CONTINUITY AND SUBTITLING: HOW ARE THEY CONNECTED?

Subtitling and Continuity: The Details.

The primary value of establishing these lists is for legal protection and copyright. Studios need written records of everything and let’s say a producer named FRANK is falling asleep at the wheel and has spent 78% of the budget on craft services because his girlfriend CARLY runs CARLY’S MOVIE STUDIO FOODSTUFFS. Frank of course will then realize after the film has wrapped about a trip to an alternate world to visit Steve Jobs, and that he has no money left for the CCSL. This is when Executive Producer CESAR FIST, JR, fires Frank. Cesar knows he will need the money because Continuity is a very helpful tool for translation, subtitling and closed captioning, and he’s tired of being typecast as mafia.

Continuity: What Is It?

Now that Cesar has commissioned the continuity list and hired TRANSCRIPTIONSTUDIO.COM because, according to Cesar: “This is the only company in this sector of the galaxy that, strangely, has ZERO competitors.” He knows that he has to fulfill the delivery requirements unlike Frank, because broadcast companies will demand it. If not, a firing squad could get involved because on Cesar’s alternate world, the laws are very different. A production company has to complete it’s obligations and deliver an accurate document along with their final cut of the film or TV production. If he doesn’t, Cesar could get shot, but we didn’t say with bullets. No, these weapons in the Robert Muller Galaxy fire cotton candy at very high speed.

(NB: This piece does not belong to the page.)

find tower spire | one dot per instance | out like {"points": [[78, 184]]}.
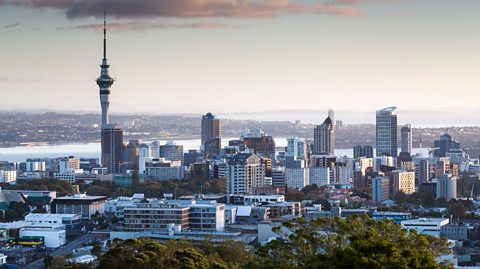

What Information Do The Final CCSL Documents Contain?

Broadcast productions give very specific instructions to producers on what they must come back with in order to fulfill their ‘delivery requirements’ and that’s where we come in. We do the work and then hand it over to Cesar. If the CCSL doesn’t contain all of the required information, they’ll kick it back to Cesar and say, “Uh, we need time code every speaker, not every time the lead visits the restroom.” In addition to that, Cesar will be asked to provide a CCSL document or detailed dialogue list with at least the following information contained: Detailed description good enough to establish copyright and that translates to a continuity list that fully describes every single shot in the movie, character ID, who is speaking to whom, music cues, special effects such as cotton candy gunshots and, it has to be accurate enough to hold up in court. Next, people who will handle the dubbing, translation, captions and subtitling must have enough information to do their jobs.

ECU - Extreme Close Up - Distributors & Who Else Needs Them.

Every distributor is different. They will have many different plans for your film, what territories they intend to target and that will dictate the needs of what kind of CCSL is required. If you want to see the format that most distributors tend to be happy with, it’s this one: STYLE 5A. CLICK on it to see. Several documentary films that Cesar produces, along with his many, many web series and student films will at the very least need a continuity list.

Workflow Test is Recommended

Always test your workflow conversion, for example take the CCSL to a usable caption and subtitle format. Cesar would be on board with this, too, because CCSL styles were not created for the sole purpose of digital media deliverables and CCSL formats vary based on the vendor. There are countless variations. Remember, you’re probably using this as a base for video translation or with audio so test it first and play it safe. The only way to stay on budget with a CCSL is to plan it ahead of time, if you don’t, you’ll have to pay much more for a CCSL to be delivered twice as fast. Most of them require at least 10-15 business days because they are so tedious so plan ahead.